13年前、当時5歳の娘はピアノを習っていた。
妻の希望で市内の某ピアノ教室に通っていたが、そこのピアノ教室は年に1度、市内の大きな文化センターのホールを借り切っての生徒の発表会があった。
発表する生徒は幼年から中高生まで80名ほどで、とても豪華な生花が生けられた大きなステージ中央のグランドピアノで演奏する本格的なものであった。
幼年の部の発表は、会の前半に組まれており、我が娘の出番は確かその5~6番目だったと思う。発表会の始まったばかりの緊張感が会場にはあり、初めての発表会を経験する幼い娘には少し荷が重すぎるような気がした。

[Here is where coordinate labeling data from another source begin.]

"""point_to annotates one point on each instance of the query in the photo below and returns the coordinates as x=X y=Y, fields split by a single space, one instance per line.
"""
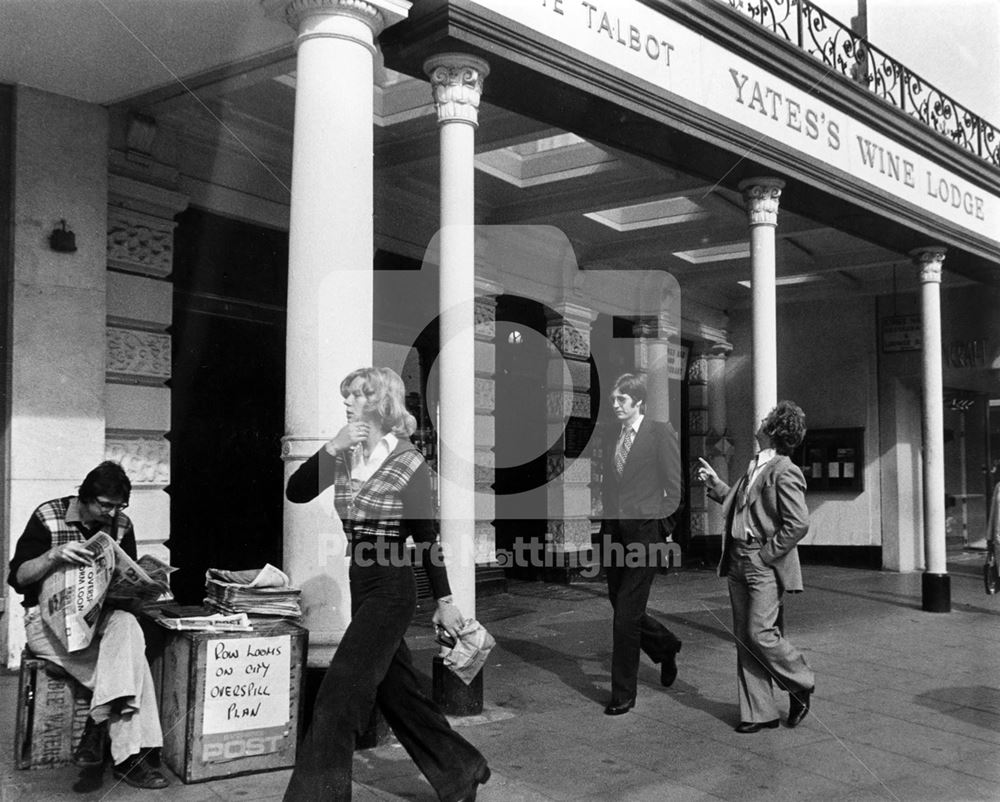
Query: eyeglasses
x=110 y=506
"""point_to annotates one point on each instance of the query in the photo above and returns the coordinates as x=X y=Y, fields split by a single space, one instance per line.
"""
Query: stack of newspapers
x=267 y=591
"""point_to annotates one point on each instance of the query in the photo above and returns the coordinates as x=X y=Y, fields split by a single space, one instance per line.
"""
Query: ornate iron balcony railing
x=806 y=25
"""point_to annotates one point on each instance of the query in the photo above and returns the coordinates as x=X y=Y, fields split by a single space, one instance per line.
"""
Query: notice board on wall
x=833 y=459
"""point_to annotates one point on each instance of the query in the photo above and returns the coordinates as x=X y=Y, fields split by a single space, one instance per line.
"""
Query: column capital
x=457 y=82
x=714 y=350
x=761 y=197
x=929 y=260
x=376 y=14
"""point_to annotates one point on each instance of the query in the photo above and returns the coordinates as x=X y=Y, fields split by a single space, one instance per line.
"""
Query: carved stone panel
x=140 y=243
x=135 y=356
x=145 y=456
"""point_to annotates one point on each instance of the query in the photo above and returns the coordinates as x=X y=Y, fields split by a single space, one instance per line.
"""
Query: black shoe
x=89 y=752
x=90 y=780
x=481 y=777
x=747 y=727
x=668 y=668
x=616 y=709
x=798 y=707
x=135 y=771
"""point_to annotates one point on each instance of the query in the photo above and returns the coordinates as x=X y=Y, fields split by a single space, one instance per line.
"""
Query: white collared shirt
x=361 y=468
x=764 y=456
x=635 y=427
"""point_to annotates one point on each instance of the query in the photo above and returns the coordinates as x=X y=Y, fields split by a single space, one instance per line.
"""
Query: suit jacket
x=777 y=516
x=638 y=504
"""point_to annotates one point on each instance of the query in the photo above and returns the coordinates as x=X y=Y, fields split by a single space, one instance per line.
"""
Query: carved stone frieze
x=133 y=355
x=698 y=370
x=145 y=456
x=140 y=243
x=761 y=197
x=571 y=341
x=457 y=83
x=929 y=262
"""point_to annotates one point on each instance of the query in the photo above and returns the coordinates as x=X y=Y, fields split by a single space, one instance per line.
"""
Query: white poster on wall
x=247 y=684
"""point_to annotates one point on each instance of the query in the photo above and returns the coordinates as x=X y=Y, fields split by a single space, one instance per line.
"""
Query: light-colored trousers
x=114 y=668
x=764 y=656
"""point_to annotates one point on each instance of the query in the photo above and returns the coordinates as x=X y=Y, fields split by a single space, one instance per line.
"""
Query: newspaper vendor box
x=230 y=702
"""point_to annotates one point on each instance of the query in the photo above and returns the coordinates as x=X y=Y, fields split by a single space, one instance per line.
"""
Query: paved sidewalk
x=907 y=704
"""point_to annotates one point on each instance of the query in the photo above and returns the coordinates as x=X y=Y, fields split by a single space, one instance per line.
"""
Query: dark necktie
x=622 y=449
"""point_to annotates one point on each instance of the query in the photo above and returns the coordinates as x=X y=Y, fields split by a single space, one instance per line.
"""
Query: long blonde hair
x=384 y=395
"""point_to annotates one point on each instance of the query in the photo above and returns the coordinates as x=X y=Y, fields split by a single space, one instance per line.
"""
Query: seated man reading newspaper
x=75 y=566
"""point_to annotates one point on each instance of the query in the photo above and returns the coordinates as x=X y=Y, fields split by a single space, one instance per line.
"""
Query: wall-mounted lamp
x=62 y=239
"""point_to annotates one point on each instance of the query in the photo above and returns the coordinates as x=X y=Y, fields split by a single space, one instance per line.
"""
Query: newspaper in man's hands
x=71 y=596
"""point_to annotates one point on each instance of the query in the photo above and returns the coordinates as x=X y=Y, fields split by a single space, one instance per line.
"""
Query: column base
x=935 y=592
x=453 y=696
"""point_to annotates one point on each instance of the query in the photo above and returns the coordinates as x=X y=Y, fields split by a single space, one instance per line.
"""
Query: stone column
x=330 y=296
x=761 y=196
x=567 y=470
x=457 y=81
x=935 y=583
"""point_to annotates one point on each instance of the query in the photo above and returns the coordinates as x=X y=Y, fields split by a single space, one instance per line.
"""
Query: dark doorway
x=227 y=401
x=522 y=354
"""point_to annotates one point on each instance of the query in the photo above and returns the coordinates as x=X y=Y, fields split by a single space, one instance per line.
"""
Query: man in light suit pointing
x=641 y=488
x=765 y=516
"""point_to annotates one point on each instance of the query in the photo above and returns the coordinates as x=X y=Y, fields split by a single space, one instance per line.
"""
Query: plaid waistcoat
x=377 y=508
x=53 y=515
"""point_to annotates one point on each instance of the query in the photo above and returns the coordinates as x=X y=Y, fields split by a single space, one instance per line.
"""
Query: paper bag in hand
x=468 y=654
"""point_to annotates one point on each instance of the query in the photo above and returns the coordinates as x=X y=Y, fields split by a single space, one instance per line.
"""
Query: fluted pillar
x=761 y=196
x=457 y=83
x=936 y=584
x=330 y=296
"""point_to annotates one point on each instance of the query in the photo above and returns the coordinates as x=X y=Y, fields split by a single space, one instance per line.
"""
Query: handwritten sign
x=247 y=684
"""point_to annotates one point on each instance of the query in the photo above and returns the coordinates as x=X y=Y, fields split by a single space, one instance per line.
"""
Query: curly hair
x=385 y=395
x=786 y=426
x=107 y=479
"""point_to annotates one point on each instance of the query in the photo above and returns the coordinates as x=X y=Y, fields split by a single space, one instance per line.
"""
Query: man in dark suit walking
x=641 y=488
x=766 y=516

演奏を終えた生徒たちは、椅子から立ってピアノの傍らできちんとお辞儀をする。すると、その子の両親や兄弟や祖父母たちがすかさずステージ下にかけより花束を渡すのが恒例のようであった。
いよいよ、娘の演奏である。
たかが幼児のピアノ演奏だ、と思ってもそこは自分の子供のことである、心臓が高鳴り手が震えた。間違わないで無事終わってくれ、とそれだけを願う。
たどたどしい演奏もとりあえずミス無く無事終了した。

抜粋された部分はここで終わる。